MHB Understanding Lusin's Theorem for $\mathbb{R}$ and Its Proof

[joypav]

Problem:
Let $f : \mathbb{R} \rightarrow \mathbb{R}$ be measurable. Then there exists a sequence of continuous functions $(g_n)$ such that $limg_n(x)$ exists for all $x \in \mathbb{R}$ and $limg_n(x) = f(x)$ a.e. x.

Is this like Lusin's Theorem? Lusin's theorem for the real numbers? If so, how does this change the proof?

 

[joypav]

Here is my proof (posting for completeness but if you have corrections feel free to comment!).

Proof:
Apply the Approximation Theorem to $f$.
Let $(f_n)$ be a sequence of simple functions such that $f_n \rightarrow f$ point wise.
For every $n \in \Bbb{N}$, let
$F_n \subset E$ be closed such that $m(R - F_n) < \frac{\epsilon}{2^k}$ such that $f_n |_{F_n}$ is continuous.
(By Egorov's) $\implies \exists B \subset R$ such that $m(B) < \epsilon$ and $f_n \rightarrow f$ uniformly on $R - B$.
WLOG, assume $B$ is open.
Then $R - B$ is closed.
Let $F_0 = R - B$.

Claim: $f |_{F_\infty}$ is continuous.
A uniformly convergent sequence of continuous functions is continuous
$\implies f |_{F_\infty} = F_0 \cap \cap_{k}F_k$ is continuous.
Then,
$m(E - F_\infty) \leq \sum_{n=0}^{\infty}m(E - F_n) < 2\epsilon$
$\implies$ We've found $F \subset R$ closed such that $m(R - F) < \epsilon$ and $f |_F$ is continuous.

Now, consider our set F.
$\exists G_1, G_2,...$ open and pairwise disjoint such that $F^c = \cup_{i \in \Bbb{N}}G_i$.
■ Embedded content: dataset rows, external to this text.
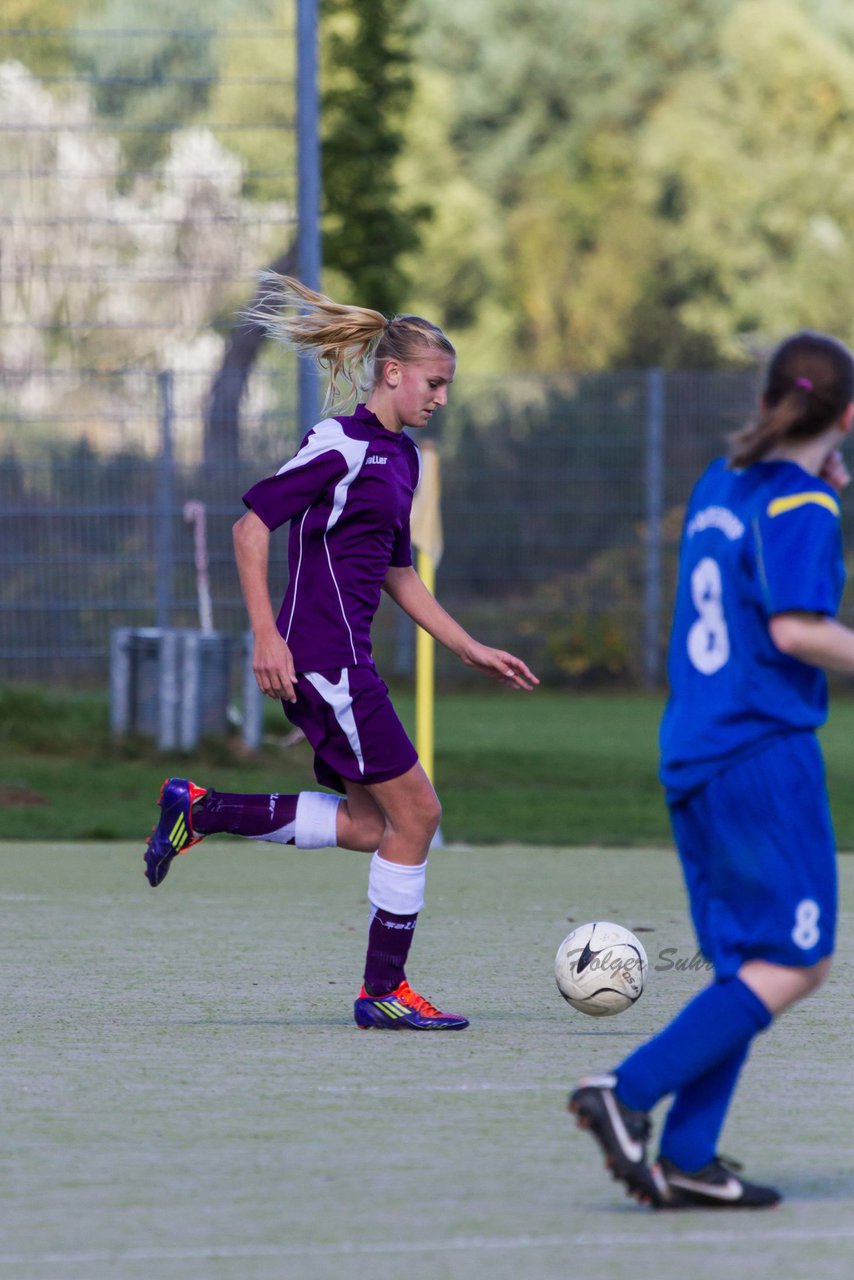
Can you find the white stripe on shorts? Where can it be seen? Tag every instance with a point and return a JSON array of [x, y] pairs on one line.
[[342, 705]]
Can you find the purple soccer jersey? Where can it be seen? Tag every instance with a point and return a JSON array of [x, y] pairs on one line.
[[347, 493]]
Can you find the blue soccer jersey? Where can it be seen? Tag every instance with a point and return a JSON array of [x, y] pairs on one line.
[[756, 543]]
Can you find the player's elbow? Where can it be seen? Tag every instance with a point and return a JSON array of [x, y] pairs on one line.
[[790, 634]]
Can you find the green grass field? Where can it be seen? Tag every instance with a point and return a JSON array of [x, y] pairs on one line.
[[187, 1098], [553, 767]]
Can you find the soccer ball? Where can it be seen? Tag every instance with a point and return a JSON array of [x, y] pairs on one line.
[[601, 968]]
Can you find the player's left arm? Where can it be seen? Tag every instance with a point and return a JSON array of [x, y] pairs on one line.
[[403, 585]]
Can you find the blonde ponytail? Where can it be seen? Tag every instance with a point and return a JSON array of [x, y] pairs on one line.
[[351, 343], [339, 337]]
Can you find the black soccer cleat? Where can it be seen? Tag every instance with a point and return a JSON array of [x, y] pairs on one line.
[[715, 1185], [622, 1136]]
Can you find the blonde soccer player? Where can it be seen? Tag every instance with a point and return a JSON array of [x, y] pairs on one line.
[[346, 496]]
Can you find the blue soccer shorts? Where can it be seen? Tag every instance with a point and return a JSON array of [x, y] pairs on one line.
[[759, 858]]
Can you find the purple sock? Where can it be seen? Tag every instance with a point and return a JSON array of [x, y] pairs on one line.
[[388, 945], [246, 816]]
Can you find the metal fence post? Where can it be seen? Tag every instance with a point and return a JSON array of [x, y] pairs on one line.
[[653, 513], [164, 504]]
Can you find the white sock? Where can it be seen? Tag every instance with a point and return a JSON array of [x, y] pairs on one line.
[[315, 824], [394, 887]]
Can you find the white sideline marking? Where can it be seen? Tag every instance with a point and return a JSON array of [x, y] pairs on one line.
[[462, 1244]]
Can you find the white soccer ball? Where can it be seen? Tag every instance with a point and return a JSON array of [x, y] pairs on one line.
[[601, 968]]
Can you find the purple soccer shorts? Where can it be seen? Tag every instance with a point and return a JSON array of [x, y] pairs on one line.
[[347, 717]]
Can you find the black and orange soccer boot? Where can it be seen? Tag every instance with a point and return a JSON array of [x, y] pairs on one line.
[[174, 832]]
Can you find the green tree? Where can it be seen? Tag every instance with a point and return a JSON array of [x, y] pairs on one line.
[[368, 86], [748, 167]]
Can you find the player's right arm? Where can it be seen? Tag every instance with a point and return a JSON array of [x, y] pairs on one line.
[[814, 638], [272, 659]]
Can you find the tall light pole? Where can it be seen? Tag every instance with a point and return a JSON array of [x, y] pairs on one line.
[[307, 193]]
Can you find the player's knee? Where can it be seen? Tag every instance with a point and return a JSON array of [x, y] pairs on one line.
[[421, 818], [366, 833], [432, 814]]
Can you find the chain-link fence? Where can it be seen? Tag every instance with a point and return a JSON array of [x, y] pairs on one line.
[[561, 508], [146, 176]]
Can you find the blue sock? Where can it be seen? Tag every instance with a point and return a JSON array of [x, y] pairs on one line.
[[716, 1024], [695, 1119]]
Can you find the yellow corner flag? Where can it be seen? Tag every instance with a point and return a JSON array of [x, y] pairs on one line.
[[427, 538]]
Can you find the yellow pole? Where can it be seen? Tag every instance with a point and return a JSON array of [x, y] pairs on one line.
[[424, 676]]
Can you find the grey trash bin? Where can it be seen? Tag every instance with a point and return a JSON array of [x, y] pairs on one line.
[[169, 684]]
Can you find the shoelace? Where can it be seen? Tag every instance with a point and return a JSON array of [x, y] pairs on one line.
[[412, 1000]]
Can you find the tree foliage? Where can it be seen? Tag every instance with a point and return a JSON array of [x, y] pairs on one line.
[[658, 183], [366, 90]]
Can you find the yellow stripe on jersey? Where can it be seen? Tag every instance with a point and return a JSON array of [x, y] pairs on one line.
[[780, 506]]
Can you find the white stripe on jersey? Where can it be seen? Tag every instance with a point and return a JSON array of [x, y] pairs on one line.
[[324, 437]]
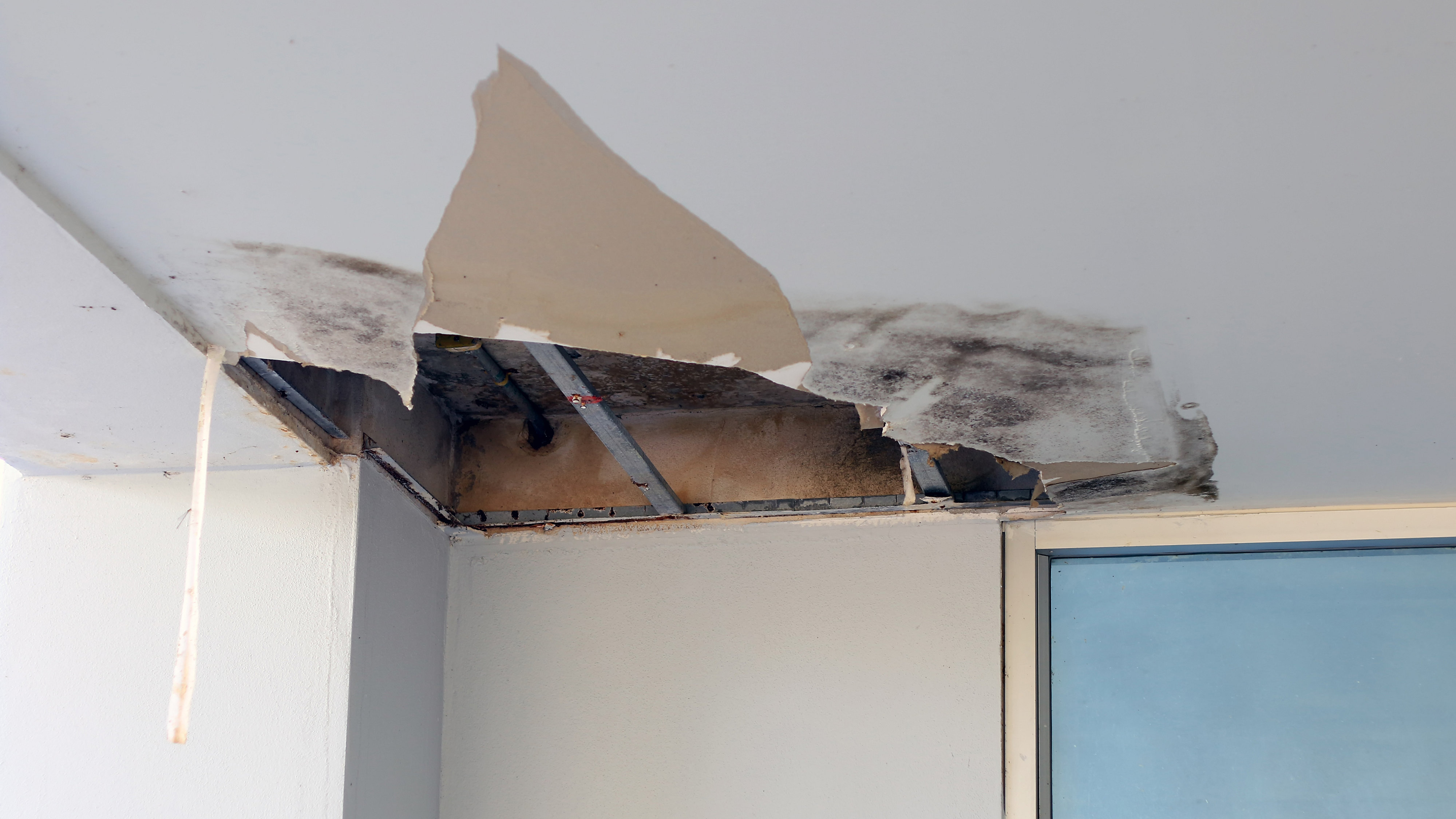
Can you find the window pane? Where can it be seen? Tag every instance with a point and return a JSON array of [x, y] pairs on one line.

Let $G_i = (a_i, b_i)$. Let,
$g(x) = $
$f(x), x \in F$
$(\frac{b_i - x}{b_i - a_i})f(a_i) + (\frac{x - a_i}{b_i - a_i})f(b_i), x \in (a_i, b_i)$

Then,
$f |_F$ continuous $\implies g |_F$ is continuous.
We extend $g$ so that it is also continuous on $F^c$ by the definition for $g$ given.
We conclude that,
$g : R \rightarrow R$ is continuous and $g |_F = f$.